When you also consider that one of the keys to successful investing is time – the longer you hold onto stocks, for example, the more time you have to build your investment and ride out the market ups and downs – you can see the benefits of getting your child in the markets as early as possible.
As for how to get your child started, without spending a fortune, consider the following:
1. Investment Accounts: You can open an investment account at TD Ameritrade online in a matter of minutes, for as little as $50. I bought my son shares of Vanguard’s Information Technology Exchange Traded Fund (ETF), which trades under the stock symbol VGY. This allows him to have little pieces of companies like Apple (AAPL), Microsoft (MSFT), and Facebook (FB).

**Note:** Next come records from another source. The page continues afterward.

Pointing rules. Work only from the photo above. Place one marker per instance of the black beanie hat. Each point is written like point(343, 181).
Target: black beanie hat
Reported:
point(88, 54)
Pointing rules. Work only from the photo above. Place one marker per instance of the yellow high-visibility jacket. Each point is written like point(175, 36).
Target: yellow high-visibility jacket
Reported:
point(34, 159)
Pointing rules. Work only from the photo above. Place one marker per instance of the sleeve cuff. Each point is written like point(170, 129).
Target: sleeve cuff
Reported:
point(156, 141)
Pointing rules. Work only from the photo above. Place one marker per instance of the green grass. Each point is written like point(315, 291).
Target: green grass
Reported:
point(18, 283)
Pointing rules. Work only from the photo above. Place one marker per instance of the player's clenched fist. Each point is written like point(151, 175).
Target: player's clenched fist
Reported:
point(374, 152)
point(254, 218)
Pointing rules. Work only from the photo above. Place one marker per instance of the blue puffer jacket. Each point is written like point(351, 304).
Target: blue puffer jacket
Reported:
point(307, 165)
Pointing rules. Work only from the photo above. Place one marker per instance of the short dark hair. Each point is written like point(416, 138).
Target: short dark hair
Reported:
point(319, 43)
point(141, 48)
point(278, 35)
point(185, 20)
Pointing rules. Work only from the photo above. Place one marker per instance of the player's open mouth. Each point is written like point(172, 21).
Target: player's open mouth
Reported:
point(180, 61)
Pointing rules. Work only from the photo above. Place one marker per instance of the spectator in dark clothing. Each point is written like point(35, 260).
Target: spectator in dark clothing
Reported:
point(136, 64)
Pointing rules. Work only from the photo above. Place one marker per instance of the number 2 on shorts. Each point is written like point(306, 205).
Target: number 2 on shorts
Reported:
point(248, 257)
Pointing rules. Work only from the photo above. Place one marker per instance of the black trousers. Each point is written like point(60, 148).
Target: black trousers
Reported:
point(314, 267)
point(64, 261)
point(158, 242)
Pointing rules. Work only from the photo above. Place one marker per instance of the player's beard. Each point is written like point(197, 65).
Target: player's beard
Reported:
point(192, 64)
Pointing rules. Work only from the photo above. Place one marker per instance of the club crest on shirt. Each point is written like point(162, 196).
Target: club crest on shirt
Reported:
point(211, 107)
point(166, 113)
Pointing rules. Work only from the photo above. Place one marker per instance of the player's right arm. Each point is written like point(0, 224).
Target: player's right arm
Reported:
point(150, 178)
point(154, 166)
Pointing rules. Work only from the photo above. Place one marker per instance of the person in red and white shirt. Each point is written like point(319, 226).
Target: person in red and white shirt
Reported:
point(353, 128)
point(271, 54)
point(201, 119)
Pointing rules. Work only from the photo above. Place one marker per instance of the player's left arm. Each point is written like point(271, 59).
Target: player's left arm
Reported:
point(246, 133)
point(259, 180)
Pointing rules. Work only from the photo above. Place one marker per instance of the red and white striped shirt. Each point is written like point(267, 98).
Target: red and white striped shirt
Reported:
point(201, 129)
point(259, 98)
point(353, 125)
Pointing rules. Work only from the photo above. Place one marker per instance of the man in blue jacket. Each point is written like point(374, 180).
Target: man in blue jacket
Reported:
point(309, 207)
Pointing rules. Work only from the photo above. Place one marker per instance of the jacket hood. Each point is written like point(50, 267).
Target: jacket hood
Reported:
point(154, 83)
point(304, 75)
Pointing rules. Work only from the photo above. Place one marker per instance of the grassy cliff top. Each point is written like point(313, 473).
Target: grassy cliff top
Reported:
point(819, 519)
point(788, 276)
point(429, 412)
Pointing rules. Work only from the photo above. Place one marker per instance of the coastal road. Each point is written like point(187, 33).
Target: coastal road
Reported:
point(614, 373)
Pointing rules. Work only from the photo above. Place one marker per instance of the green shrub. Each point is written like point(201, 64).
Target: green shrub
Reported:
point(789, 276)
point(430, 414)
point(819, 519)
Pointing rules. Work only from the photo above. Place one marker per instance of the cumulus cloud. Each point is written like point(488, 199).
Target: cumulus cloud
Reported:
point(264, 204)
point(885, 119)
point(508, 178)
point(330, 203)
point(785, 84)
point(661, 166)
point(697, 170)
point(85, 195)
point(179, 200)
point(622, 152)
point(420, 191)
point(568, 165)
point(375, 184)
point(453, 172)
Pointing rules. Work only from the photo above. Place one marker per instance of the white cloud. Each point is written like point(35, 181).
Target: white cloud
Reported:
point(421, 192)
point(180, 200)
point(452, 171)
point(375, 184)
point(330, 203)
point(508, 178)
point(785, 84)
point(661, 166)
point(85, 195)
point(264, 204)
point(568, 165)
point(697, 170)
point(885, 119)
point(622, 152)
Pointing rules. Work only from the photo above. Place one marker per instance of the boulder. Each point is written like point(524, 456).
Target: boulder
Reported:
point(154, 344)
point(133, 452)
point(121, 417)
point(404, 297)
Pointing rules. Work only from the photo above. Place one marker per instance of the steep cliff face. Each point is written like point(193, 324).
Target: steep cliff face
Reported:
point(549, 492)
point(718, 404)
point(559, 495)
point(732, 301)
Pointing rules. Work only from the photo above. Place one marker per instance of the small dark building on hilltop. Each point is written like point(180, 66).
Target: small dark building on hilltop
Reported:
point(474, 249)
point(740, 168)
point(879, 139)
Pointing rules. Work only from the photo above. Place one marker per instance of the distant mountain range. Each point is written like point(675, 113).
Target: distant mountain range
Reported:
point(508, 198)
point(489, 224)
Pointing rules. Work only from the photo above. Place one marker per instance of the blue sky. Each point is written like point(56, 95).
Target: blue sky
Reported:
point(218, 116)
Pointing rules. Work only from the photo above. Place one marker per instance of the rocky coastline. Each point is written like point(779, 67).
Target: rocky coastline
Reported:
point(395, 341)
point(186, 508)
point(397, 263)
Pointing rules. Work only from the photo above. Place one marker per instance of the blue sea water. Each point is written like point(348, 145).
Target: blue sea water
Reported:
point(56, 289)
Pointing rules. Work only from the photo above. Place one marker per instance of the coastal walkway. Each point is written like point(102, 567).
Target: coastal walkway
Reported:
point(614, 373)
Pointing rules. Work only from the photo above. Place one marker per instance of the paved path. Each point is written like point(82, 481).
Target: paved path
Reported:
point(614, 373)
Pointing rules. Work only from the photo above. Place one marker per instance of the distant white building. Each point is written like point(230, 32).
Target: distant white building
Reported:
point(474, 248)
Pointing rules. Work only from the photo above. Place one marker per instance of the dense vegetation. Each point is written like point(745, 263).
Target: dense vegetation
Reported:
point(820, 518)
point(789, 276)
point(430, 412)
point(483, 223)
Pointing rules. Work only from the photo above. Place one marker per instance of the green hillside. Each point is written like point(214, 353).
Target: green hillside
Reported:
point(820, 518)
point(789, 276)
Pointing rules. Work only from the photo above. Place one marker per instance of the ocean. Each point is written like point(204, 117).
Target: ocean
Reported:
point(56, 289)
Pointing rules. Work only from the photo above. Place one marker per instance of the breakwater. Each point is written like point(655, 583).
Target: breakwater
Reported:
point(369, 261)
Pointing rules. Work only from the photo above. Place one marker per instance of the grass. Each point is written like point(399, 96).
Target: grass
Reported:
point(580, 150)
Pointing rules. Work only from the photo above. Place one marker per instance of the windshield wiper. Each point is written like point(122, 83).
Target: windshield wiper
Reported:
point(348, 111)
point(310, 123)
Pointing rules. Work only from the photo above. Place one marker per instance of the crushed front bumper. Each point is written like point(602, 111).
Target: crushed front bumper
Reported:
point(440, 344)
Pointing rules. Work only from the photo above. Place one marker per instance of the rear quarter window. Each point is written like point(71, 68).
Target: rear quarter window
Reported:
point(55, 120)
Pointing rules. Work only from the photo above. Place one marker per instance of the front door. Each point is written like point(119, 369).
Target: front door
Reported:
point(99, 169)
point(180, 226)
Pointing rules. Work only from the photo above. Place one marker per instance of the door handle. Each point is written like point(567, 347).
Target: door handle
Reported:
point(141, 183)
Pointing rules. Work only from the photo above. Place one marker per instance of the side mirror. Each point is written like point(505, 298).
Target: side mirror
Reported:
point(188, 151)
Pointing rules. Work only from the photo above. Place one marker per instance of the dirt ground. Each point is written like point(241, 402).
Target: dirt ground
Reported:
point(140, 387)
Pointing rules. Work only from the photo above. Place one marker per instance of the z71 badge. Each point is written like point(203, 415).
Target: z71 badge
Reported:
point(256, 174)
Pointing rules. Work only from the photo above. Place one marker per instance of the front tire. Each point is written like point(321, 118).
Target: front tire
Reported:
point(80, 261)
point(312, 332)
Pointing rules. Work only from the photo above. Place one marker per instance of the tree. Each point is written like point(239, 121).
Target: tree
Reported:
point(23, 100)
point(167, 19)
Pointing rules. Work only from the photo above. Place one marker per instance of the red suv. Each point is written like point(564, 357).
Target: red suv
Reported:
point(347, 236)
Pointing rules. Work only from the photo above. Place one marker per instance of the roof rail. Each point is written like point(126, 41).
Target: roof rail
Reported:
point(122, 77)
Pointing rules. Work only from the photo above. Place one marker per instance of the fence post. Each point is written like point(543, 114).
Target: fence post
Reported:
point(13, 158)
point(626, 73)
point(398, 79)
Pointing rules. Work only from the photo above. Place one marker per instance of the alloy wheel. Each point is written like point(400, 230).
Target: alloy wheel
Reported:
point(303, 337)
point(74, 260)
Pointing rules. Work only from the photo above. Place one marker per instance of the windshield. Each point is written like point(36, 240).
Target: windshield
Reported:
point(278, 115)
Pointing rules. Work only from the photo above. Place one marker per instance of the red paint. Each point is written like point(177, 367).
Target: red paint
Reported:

When you go to the TD Ameritrade site, you’ll need to select the option that allows you to be the custodian of the account for a minor. They are called UTMAs (Uniform Transfer to Act), or UGMAs (Uniform Gift to Minor’s Account).
You’ll also need the minor’s social security number. Invest in something your child can relate to and encourage them to add allowances and financial presents to this account. Exchange traded funds (ETFs) in their area of interest and mutual funds are always a good bet, as they come with professional management. TD Ameritrade’s online chat and easily accessed customer service make the process easy.
2. SparkGift: If you want to give a one-time gift of stock or ETFs, SparkGift is a great option. The site lets you buy fractions of shares and funds in increments starting at $20. They provide recommendations for popular choices, and will send a certificate to the lucky recipient in minutes. SparkGift charges a fee of $2.95, plus 3%. The recipient doesn’t pay anything to redeem their shares or hold their investment.
3. Savings Bonds: While they don’t have the same potential for investment growth, a tried and true financial gift that is worth more than cash is the savings bond. Click here to go to the U.S. Treasury’s website, TreasuryDirect. As the site states, when you buy savings bonds as gifts, you must hold them in your TreasuryDirect account for at least five business days before you can deliver them to the gift recipient. You must be 18 or older to create a TreasuryDirect account and to buy gift bonds. A child under 18 can get gift deliveries in a Minor linked account, which is established within the TreasuryDirect account of the parent or guardian.